Use Case	Hallucination Risk	Recommended Approach
Medical information	Critical	RAG + verification + mandatory "consult a doctor" disclaimer
Legal advice	Critical	Never use LLM alone
Code generation	Medium	Auto-run tests to verify output
Document summarization	Low	Low temperature + source documents provided
Creative writing	N/A	No restrictions needed

Production-Ready Configuration

class HallucinationConfig:
    """Hallucination-minimizing configs for different task types"""

    FACTUAL = {
        "temperature": 0.1,
        "system_suffix": "\n\nIf you're unsure about any fact, say so explicitly.",
        "use_rag": True,
        "self_critique": True
    }

    CONVERSATIONAL = {
        "temperature": 0.7,
        "system_suffix": "\n\nBe honest when you don't know something.",
        "use_rag": False,
        "self_critique": False
    }

    CODE = {
        "temperature": 0.2,
        "system_suffix": "\n\nOnly suggest functions and methods that actually exist.",
        "use_rag": True,   # Documentation-grounded RAG
        "self_critique": True
    }

Conclusion

Hallucination is not a fixable bug — it's an intrinsic property of probabilistic language models. The model doesn't know truth. It knows probabilities.

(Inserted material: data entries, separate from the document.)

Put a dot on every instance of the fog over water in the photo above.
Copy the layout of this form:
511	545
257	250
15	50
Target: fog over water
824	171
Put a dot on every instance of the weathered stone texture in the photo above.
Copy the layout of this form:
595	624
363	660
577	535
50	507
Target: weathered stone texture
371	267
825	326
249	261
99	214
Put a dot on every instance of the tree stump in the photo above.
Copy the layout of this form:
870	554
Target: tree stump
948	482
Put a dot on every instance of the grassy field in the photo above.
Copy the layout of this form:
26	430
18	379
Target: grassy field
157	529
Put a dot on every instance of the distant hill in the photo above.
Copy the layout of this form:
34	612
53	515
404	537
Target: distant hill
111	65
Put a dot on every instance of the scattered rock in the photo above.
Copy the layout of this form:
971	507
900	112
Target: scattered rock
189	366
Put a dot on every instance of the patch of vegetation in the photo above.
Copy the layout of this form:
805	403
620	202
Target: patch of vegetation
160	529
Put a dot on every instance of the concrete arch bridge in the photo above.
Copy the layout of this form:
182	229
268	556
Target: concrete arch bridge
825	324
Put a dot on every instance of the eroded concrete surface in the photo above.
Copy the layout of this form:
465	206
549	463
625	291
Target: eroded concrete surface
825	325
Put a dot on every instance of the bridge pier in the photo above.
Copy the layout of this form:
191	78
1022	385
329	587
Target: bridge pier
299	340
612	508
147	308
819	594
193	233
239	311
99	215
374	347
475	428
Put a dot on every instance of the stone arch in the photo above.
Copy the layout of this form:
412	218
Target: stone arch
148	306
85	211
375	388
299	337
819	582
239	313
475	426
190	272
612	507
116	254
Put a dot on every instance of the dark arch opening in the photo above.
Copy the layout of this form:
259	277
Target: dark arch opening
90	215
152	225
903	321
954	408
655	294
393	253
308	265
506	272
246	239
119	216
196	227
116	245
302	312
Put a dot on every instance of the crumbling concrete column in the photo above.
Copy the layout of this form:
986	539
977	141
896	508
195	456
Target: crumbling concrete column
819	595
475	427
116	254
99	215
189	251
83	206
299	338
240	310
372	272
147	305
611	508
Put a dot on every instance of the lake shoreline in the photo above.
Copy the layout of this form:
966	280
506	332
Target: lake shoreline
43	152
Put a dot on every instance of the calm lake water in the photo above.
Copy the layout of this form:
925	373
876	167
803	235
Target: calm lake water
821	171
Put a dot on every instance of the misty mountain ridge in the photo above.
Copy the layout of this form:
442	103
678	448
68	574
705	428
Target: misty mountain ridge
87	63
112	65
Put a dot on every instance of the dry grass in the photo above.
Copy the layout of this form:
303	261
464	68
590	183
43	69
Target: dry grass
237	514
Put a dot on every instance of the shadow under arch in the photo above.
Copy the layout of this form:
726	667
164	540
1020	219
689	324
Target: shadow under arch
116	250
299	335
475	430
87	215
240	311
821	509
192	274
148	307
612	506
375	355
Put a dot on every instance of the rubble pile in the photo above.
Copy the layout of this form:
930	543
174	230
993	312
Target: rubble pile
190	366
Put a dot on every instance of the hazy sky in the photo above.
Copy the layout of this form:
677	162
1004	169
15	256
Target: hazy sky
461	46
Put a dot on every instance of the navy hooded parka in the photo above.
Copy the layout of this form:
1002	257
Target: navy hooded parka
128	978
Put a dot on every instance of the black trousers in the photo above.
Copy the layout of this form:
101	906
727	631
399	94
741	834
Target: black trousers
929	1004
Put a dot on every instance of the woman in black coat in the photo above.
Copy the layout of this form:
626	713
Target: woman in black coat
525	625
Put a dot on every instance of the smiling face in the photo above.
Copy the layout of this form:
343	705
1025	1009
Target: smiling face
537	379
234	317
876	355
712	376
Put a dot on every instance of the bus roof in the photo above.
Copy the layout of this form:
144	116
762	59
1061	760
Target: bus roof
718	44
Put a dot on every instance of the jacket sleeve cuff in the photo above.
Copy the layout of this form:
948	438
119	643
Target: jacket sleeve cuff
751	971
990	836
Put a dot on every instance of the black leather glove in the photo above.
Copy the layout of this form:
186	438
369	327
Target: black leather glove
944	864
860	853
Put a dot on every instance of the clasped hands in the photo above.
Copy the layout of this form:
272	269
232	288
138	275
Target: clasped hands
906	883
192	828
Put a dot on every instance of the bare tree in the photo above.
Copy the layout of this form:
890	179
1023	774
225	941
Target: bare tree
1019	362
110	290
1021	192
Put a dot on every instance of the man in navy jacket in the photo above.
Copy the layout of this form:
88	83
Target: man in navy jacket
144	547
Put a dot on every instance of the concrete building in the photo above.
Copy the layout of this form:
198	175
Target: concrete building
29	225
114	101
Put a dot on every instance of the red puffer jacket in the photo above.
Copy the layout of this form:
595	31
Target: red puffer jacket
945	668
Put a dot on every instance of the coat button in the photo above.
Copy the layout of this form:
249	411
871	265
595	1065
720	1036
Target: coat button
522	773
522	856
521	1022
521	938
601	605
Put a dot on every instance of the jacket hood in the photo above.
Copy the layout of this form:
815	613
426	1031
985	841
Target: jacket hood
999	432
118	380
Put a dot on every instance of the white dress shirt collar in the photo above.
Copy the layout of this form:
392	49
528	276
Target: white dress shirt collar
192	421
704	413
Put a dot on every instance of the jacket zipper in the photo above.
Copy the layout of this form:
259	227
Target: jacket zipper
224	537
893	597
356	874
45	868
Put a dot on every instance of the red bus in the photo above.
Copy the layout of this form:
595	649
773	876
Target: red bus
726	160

But with the right architecture, you can reduce hallucination dramatically:

RAG grounds responses in retrieved facts (most impactful)
Self-critique adds a review pass before the user sees the answer
Chain of Verification stress-tests individual claims
Low temperature keeps factual outputs conservative
Forced citation makes hallucinations visible and auditable

The key principle: match your mitigation strategy to your use case's risk level. For medical or legal applications, LLMs should never operate without human oversight regardless of what mitigation you apply.